I go to the bar to get more drinks. I think about Nige’s story about stories. When I go back, I say, “Story-telling has become partitioned off in the modern world. People called writers hide away in their rooms and write A Story. Then they present it to strangers all over the place. Go back to their room and write another one.”

Nige looks at me oddly. “Ain’t that what you do, Tel?”

“Yes but I’m not sure it’s natural. It’s like when we were younger, everyone was a bike mechanic, but now you take your bike to The Bike Mechanic.”

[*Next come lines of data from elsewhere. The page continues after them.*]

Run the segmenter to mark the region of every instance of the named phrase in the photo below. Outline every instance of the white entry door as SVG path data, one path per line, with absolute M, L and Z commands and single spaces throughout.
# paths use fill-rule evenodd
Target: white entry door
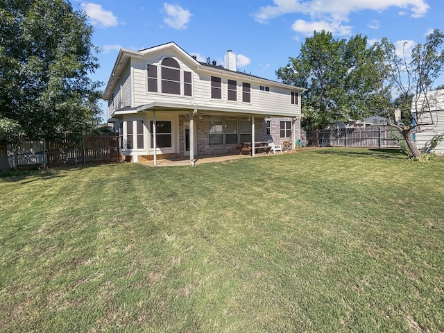
M 184 155 L 185 156 L 189 156 L 189 123 L 184 123 L 184 137 L 185 138 Z M 196 126 L 196 121 L 194 122 L 194 155 L 197 155 L 197 130 Z

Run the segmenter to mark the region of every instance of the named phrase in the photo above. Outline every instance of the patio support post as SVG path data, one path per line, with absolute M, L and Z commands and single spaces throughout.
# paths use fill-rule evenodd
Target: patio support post
M 154 166 L 157 165 L 157 142 L 155 139 L 155 110 L 153 110 L 153 146 L 154 147 Z
M 43 169 L 48 167 L 48 153 L 46 153 L 46 140 L 43 139 Z
M 296 148 L 296 121 L 297 118 L 291 118 L 291 150 Z
M 251 116 L 251 156 L 255 157 L 255 116 Z
M 194 114 L 197 113 L 197 109 L 189 112 L 189 163 L 194 166 Z

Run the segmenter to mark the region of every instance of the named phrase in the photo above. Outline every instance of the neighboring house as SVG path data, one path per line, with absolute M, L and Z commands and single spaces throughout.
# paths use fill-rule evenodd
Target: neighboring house
M 305 89 L 236 69 L 231 51 L 222 67 L 173 42 L 121 49 L 103 96 L 121 153 L 155 165 L 157 157 L 189 156 L 193 165 L 196 155 L 234 154 L 243 142 L 299 139 Z
M 335 121 L 330 126 L 330 128 L 357 128 L 362 127 L 369 127 L 377 125 L 384 125 L 387 123 L 387 118 L 381 116 L 372 116 L 364 118 L 362 120 L 352 120 L 348 121 Z
M 418 99 L 413 97 L 411 113 L 419 129 L 425 130 L 415 135 L 416 144 L 420 149 L 427 150 L 435 135 L 444 133 L 444 89 L 429 92 Z M 427 125 L 421 125 L 425 123 Z M 444 153 L 444 141 L 432 151 Z

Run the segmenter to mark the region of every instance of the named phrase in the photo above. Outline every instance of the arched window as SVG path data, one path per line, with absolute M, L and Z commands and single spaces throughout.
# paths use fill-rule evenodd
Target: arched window
M 180 67 L 172 58 L 162 61 L 162 92 L 180 94 Z

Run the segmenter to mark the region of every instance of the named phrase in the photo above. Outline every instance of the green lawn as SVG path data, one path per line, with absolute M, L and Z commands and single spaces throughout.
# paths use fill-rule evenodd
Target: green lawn
M 0 178 L 0 332 L 443 332 L 444 160 Z

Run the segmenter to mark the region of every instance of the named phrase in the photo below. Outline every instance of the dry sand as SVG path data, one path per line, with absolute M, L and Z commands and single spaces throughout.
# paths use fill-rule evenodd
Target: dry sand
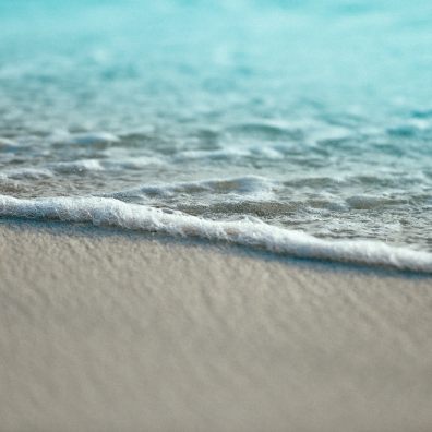
M 1 431 L 431 431 L 432 279 L 0 224 Z

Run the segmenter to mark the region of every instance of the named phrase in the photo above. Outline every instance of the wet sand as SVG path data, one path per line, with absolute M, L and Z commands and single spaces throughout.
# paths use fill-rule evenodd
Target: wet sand
M 430 431 L 432 278 L 0 224 L 1 431 Z

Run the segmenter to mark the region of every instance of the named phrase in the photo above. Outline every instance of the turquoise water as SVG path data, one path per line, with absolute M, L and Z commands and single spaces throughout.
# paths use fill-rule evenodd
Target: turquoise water
M 4 216 L 432 253 L 431 2 L 2 0 L 0 28 Z

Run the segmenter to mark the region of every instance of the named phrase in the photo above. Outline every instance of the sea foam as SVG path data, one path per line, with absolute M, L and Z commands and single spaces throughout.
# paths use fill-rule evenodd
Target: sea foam
M 432 273 L 432 253 L 367 240 L 325 240 L 255 218 L 209 220 L 181 212 L 130 204 L 112 197 L 21 200 L 0 195 L 0 216 L 57 219 L 199 237 L 297 257 L 322 259 Z

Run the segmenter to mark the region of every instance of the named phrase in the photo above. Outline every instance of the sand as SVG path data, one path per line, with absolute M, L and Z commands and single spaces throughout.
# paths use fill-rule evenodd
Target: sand
M 1 431 L 431 431 L 432 279 L 0 224 Z

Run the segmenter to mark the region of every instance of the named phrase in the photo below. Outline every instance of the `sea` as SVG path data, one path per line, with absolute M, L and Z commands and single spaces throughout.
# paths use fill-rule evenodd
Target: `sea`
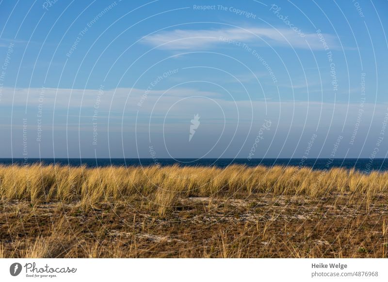
M 263 165 L 296 166 L 310 167 L 314 170 L 324 170 L 334 167 L 356 170 L 368 173 L 372 171 L 388 171 L 388 159 L 385 158 L 0 158 L 0 164 L 9 165 L 32 164 L 57 164 L 69 166 L 86 165 L 89 167 L 109 166 L 204 166 L 225 168 L 232 164 L 248 166 Z

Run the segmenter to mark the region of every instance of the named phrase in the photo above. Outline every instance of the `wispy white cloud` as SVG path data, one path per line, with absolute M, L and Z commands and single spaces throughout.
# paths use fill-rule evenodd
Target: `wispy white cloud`
M 337 47 L 336 37 L 323 34 L 331 48 Z M 316 33 L 305 33 L 301 37 L 289 29 L 247 28 L 209 30 L 174 30 L 161 31 L 145 37 L 142 42 L 159 48 L 170 50 L 204 49 L 226 44 L 225 41 L 234 40 L 248 45 L 282 46 L 293 48 L 323 49 Z M 307 43 L 308 43 L 308 44 Z

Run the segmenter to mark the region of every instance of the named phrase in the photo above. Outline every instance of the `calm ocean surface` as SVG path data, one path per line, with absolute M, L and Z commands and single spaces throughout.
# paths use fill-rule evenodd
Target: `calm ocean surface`
M 0 158 L 0 164 L 10 165 L 21 164 L 24 161 L 22 158 Z M 272 166 L 274 165 L 284 166 L 298 166 L 301 163 L 300 158 L 264 158 L 252 159 L 248 161 L 246 158 L 205 158 L 196 160 L 190 158 L 180 158 L 176 160 L 171 158 L 159 158 L 153 160 L 152 158 L 43 158 L 41 162 L 45 164 L 57 164 L 71 166 L 77 166 L 84 164 L 88 167 L 119 166 L 148 166 L 155 164 L 157 161 L 162 166 L 171 165 L 176 163 L 181 166 L 216 166 L 224 168 L 233 164 L 245 164 L 247 166 L 262 165 Z M 28 163 L 39 162 L 39 159 L 30 158 Z M 343 167 L 345 168 L 355 168 L 359 171 L 388 170 L 387 159 L 375 158 L 308 158 L 303 163 L 305 167 L 312 167 L 314 169 L 322 170 L 325 168 Z M 368 168 L 370 168 L 369 170 Z

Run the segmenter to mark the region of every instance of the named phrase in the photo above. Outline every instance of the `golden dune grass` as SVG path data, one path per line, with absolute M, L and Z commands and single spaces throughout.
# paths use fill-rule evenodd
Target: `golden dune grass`
M 365 174 L 355 170 L 328 171 L 296 167 L 232 165 L 216 167 L 0 166 L 0 197 L 3 201 L 31 202 L 78 201 L 93 206 L 141 194 L 165 212 L 177 197 L 220 194 L 323 196 L 332 193 L 361 193 L 370 199 L 388 190 L 388 172 Z
M 0 258 L 386 257 L 388 187 L 340 168 L 0 166 Z

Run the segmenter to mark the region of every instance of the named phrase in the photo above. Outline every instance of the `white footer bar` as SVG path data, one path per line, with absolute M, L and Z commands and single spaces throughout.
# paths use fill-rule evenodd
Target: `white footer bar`
M 388 281 L 387 266 L 387 259 L 2 259 L 0 281 Z

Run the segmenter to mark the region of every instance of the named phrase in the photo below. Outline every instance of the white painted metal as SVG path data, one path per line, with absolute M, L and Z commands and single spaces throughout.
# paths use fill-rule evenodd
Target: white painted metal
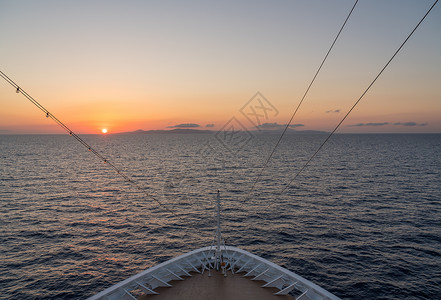
M 253 275 L 257 275 L 259 280 L 266 282 L 264 287 L 278 288 L 279 292 L 276 293 L 278 295 L 286 295 L 295 289 L 298 291 L 297 295 L 302 293 L 298 299 L 339 299 L 309 280 L 266 259 L 236 247 L 222 246 L 221 248 L 223 259 L 227 264 L 233 265 L 234 263 L 235 268 L 241 272 L 254 273 Z M 204 247 L 175 257 L 115 284 L 92 296 L 89 300 L 130 298 L 132 296 L 130 291 L 140 287 L 150 293 L 156 293 L 154 291 L 156 287 L 170 285 L 169 282 L 176 280 L 177 276 L 189 276 L 190 272 L 194 272 L 195 269 L 200 272 L 208 268 L 209 264 L 214 265 L 214 251 L 213 247 Z

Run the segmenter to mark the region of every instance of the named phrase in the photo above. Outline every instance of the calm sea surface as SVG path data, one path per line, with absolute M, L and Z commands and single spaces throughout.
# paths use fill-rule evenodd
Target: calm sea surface
M 345 299 L 440 299 L 441 135 L 0 136 L 0 298 L 83 299 L 214 238 Z

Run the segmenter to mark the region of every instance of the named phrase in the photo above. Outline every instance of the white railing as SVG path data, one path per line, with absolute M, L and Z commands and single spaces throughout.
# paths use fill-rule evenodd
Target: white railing
M 182 277 L 191 276 L 190 272 L 203 273 L 212 268 L 215 262 L 214 255 L 215 247 L 188 252 L 117 283 L 89 300 L 136 299 L 134 291 L 157 294 L 154 291 L 157 287 L 170 287 L 169 282 L 172 280 L 183 280 Z M 277 288 L 279 291 L 276 295 L 286 295 L 295 291 L 298 300 L 340 299 L 294 272 L 245 250 L 222 246 L 222 255 L 229 271 L 245 272 L 245 277 L 252 276 L 254 280 L 265 281 L 262 287 Z

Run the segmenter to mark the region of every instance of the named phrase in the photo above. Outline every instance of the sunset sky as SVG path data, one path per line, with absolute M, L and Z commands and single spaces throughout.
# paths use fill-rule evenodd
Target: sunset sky
M 295 128 L 332 130 L 432 3 L 360 0 Z M 353 4 L 0 0 L 0 70 L 77 133 L 278 128 Z M 0 134 L 63 133 L 1 78 L 0 104 Z M 441 4 L 339 132 L 441 133 Z

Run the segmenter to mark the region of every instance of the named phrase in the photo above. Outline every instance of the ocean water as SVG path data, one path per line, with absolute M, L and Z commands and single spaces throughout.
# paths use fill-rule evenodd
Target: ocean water
M 441 295 L 441 135 L 0 136 L 0 298 L 84 299 L 214 238 L 344 299 Z M 169 212 L 168 210 L 172 211 Z

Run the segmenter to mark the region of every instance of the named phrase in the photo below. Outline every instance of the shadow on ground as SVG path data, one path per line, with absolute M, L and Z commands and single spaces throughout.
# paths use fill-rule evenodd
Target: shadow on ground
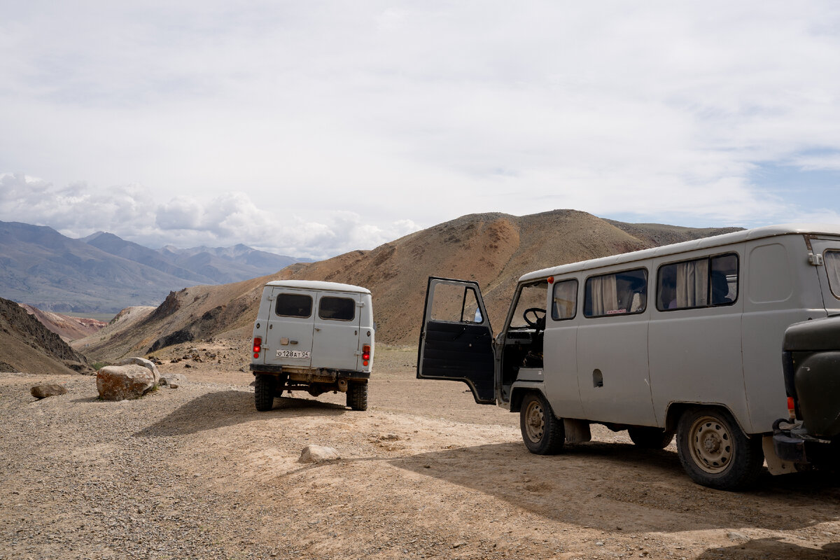
M 822 548 L 800 547 L 780 539 L 748 541 L 731 547 L 710 548 L 697 560 L 836 560 L 840 558 L 840 542 L 829 542 Z
M 840 483 L 827 475 L 765 473 L 756 490 L 723 492 L 694 484 L 675 452 L 624 443 L 592 442 L 555 456 L 531 454 L 518 442 L 500 443 L 389 463 L 548 519 L 606 531 L 790 530 L 840 519 Z
M 202 395 L 174 411 L 165 418 L 134 434 L 137 437 L 183 436 L 214 430 L 255 420 L 297 416 L 340 416 L 348 409 L 340 405 L 309 399 L 275 399 L 274 409 L 257 412 L 254 393 L 226 390 Z

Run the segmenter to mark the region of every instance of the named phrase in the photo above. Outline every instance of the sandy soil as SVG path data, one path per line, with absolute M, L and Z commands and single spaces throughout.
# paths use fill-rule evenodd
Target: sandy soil
M 377 348 L 365 412 L 296 393 L 260 413 L 242 354 L 199 351 L 217 358 L 164 357 L 181 387 L 121 403 L 0 374 L 0 558 L 840 557 L 826 475 L 711 490 L 673 446 L 598 427 L 532 455 L 517 415 L 415 379 L 412 348 Z M 41 381 L 69 393 L 35 400 Z M 299 463 L 312 443 L 341 459 Z

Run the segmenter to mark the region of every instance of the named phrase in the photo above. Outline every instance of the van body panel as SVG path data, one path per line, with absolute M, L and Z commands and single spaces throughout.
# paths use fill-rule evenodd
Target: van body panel
M 353 319 L 339 321 L 321 317 L 321 303 L 323 298 L 352 300 Z M 361 294 L 343 294 L 340 292 L 318 292 L 313 312 L 314 332 L 312 333 L 312 368 L 330 368 L 357 369 L 359 368 L 360 340 L 359 330 L 363 307 Z M 355 360 L 351 357 L 355 356 Z
M 647 311 L 580 319 L 576 353 L 584 418 L 656 426 L 648 373 Z
M 664 427 L 674 402 L 723 405 L 742 426 L 749 425 L 741 368 L 742 305 L 651 317 L 648 356 L 658 426 Z
M 815 254 L 822 257 L 822 264 L 814 268 L 818 272 L 826 311 L 829 315 L 840 314 L 840 275 L 836 274 L 840 270 L 837 264 L 840 261 L 840 238 L 811 238 L 811 246 Z M 836 260 L 832 261 L 832 257 Z
M 309 291 L 294 288 L 272 288 L 271 301 L 276 303 L 277 298 L 284 294 L 307 296 L 312 298 L 312 308 L 307 317 L 282 317 L 277 315 L 275 305 L 270 312 L 268 328 L 265 346 L 268 346 L 265 356 L 265 364 L 283 364 L 291 367 L 308 368 L 312 364 L 312 315 L 315 313 L 315 297 Z M 289 352 L 305 353 L 305 358 L 294 358 L 287 355 Z M 281 353 L 284 355 L 279 355 Z
M 581 285 L 579 282 L 579 292 Z M 543 391 L 554 413 L 564 418 L 585 417 L 578 383 L 577 332 L 574 320 L 552 321 L 550 317 L 545 329 Z M 545 374 L 546 371 L 550 374 Z

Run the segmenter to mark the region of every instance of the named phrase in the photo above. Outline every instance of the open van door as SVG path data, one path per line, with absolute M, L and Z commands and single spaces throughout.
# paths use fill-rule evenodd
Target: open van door
M 496 404 L 493 332 L 478 283 L 430 276 L 417 379 L 466 383 L 475 402 Z

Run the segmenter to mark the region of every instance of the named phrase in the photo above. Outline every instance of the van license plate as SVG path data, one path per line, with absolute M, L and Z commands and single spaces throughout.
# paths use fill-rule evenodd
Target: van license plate
M 310 355 L 308 352 L 302 350 L 277 350 L 277 358 L 302 358 L 303 359 L 309 359 Z

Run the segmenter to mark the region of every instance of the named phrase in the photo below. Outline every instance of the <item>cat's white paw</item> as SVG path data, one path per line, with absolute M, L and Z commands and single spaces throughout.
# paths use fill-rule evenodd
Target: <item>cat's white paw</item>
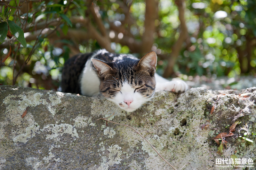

“Not sure it’s the same thing. Surely, if you write a brilliant, mind-expanding story, it’s better to share it will millions rather than just Dai and Bryn in the dusty old Lamb. Not to mention you’d make more dosh that way.”

I laugh at his naivety. “That’s the stupid thing. Most published stories only get shared with a handful of people anyway. Probably less than in Penderyn, and you don’t even know who they are.”

“More broadcast but less traction,” he says. “Any idiot can broadcast any stupid story about his stupid cat what doesn’t like Whiskas but will kill for Felix and potentially it’s going to millions around the planet. But even if it does somehow reach tons of other idiots, it ain’t got no traction. It’ll be forgotten in no time.”

“Whereas they’re still telling the story of Lewis Lewis two hundred years on in Penderyn.”

“And you can’t hide in the Lamb,” he says. “You can’t sit in the corner and send your story electronically to the other side of the world without anyone seeing you. You have to tell it direct to other people’s faces; which means if it ain’t any good, you find out straight away.”

“Before TV and the internet,” I say, “you had to go out and find the stories, too. Go to the pub and wait for them to turn up; or visit the library and develop the knack of finding great books. Not just sit in your room and open up whatever the internet trough puts in front of you.”

“You used to have to woo a woman, too,” he says. “But now you . . . actually, I don’t know what you do now. Like them on Facebook?”

Stories are as old as the human race. But the human race has changed. It’s become impatient, with less ability to concentrate. Whether this is because of chemicals in our homes or the speeding up of social media, or both, I don’t know.

“I think stories have to go back inside for a while,” I find myself saying. “Before, people led more concentrated lives, so their stories had more substance, more inner depth. Now, we’re more like battery chickens; all the same, replicas of one set of chicken genes owned by a faceless mega-wealthy corporation.”

Nige stands, his glass already empty. “Another?” he says.

“You do realise lager’s full of chemicals that play havoc with your ability to perceive the world accurately.”

“As a matter of fact, Tel,” he says, “I’m counting on it.”